Familiarize yourself with the frequently asked questions below, and discuss the new financial aid process with your counselor and college representatives.
Remember: Completing the FAFSA is essential for securing most types of financial aid for college. In addition to federal grants and loans, many colleges, states, and scholarship programs use the form to assess eligibility for their aid programs.
What do I need to do differently?
To make sure you are in the running for financial aid:
- Complete the FAFSA using 2015 tax information.
- File your FAFSA as soon as possible. The form becomes available Oct. 1.
Who will be affected by the changes?
The Class of 2017 will be the first high school cohort to file the FAFSA on the new timeline using PPY tax data. All returning college students will also submit their applications following the new procedure.
When should I complete the FAFSA?
File the FAFSA as soon as you are able. The federal government awards roughly $150 billion annually to college students through need-based grants, loans, and work-study funds. In addition to determining your eligibility for federal student aid, many colleges and states use the FAFSA when distributing grants. Money is limited in some instances, so don’t delay. If you file your application late, you run the risk of finding out that certain funds—such as work-study awards—are already gone.

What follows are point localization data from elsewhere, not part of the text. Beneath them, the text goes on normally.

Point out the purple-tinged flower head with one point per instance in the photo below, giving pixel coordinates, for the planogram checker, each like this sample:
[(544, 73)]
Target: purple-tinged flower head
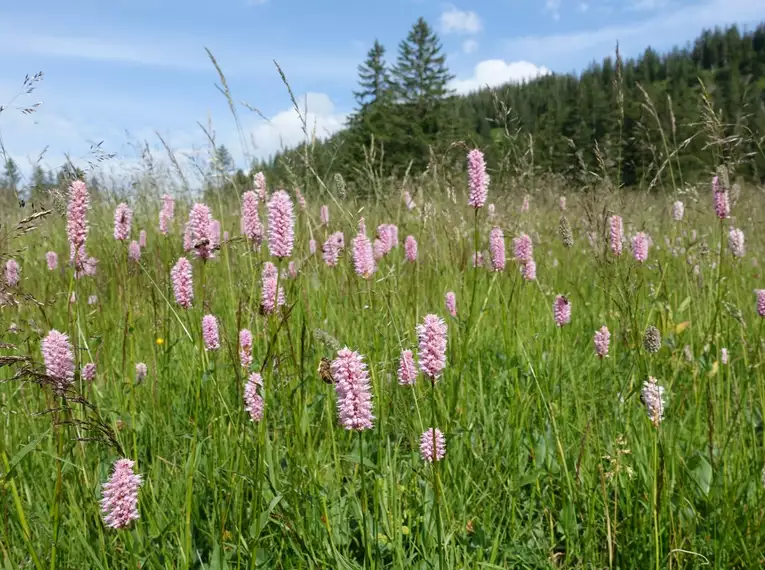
[(88, 372), (354, 394), (678, 211), (210, 332), (12, 270), (59, 359), (523, 249), (432, 445), (760, 293), (119, 505), (478, 180), (123, 218), (253, 400), (432, 346), (640, 247), (245, 347), (407, 371), (410, 249), (602, 340), (251, 226), (52, 259), (199, 229), (615, 234), (281, 225), (450, 301), (736, 242), (721, 199), (300, 200), (653, 399), (77, 214), (166, 213), (529, 270), (259, 184), (141, 372), (134, 251), (332, 248), (363, 254), (562, 310), (269, 298), (497, 249), (183, 283)]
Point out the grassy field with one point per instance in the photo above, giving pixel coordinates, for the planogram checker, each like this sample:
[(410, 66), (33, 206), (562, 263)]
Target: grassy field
[(552, 460)]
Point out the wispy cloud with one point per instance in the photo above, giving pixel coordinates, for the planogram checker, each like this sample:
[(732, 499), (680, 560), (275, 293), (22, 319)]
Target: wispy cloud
[(454, 21)]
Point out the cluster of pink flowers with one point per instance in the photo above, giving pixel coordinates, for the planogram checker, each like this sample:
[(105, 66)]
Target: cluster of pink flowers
[(407, 372), (166, 213), (478, 179), (615, 234), (497, 249), (12, 270), (210, 332), (183, 285), (120, 495), (123, 217), (269, 298), (432, 445), (332, 248), (450, 301), (602, 340), (562, 310), (410, 249), (58, 357), (253, 399), (432, 346), (363, 254), (354, 394), (281, 225)]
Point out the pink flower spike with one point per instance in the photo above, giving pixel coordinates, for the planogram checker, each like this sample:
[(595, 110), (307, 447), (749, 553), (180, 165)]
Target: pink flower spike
[(601, 340), (281, 225), (432, 346), (119, 505), (562, 310), (497, 249), (432, 445), (407, 372), (210, 332), (450, 300), (183, 285), (52, 259), (253, 400), (410, 249), (12, 272), (354, 394), (478, 180), (245, 347), (123, 217), (59, 360)]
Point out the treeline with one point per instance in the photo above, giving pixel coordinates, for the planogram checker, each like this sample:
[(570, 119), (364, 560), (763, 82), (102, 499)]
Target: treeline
[(659, 120)]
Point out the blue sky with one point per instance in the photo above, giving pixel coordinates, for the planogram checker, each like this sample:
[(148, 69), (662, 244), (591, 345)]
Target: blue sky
[(120, 70)]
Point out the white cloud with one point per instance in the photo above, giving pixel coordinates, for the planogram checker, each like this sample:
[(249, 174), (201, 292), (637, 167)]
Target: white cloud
[(454, 21), (495, 72), (469, 46)]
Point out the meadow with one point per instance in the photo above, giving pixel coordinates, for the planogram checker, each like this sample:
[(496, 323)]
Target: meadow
[(640, 448)]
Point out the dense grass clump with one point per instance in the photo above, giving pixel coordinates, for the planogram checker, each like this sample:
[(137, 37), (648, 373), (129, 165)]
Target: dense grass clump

Will other college application deadlines move earlier into the fall?
At this point, it’s too early to tell how or whether changes to the FAFSA will affect the admission application process. What will remain the same is that colleges may not set college application deadlines prior to Oct. 15, nor can they require students to make an enrollment decision prior to May 1 of their senior year (with the exception of Early Decision).
When will I learn my financial aid eligibility?
Institutional and state deadlines for awarding aid will differ. Hundreds of colleges and universities are expected to provide financial aid packages earlier than in previous years. But not all schools will be on the same timeline. Despite having earlier access to students’ financial data, colleges may need to estimate awards if state grant totals aren’t approved by legislatures in a timely fashion. Additionally, many colleges don’t finalize tuition for the coming academic year until the spring, a critical piece of information when estimating cost of attendance.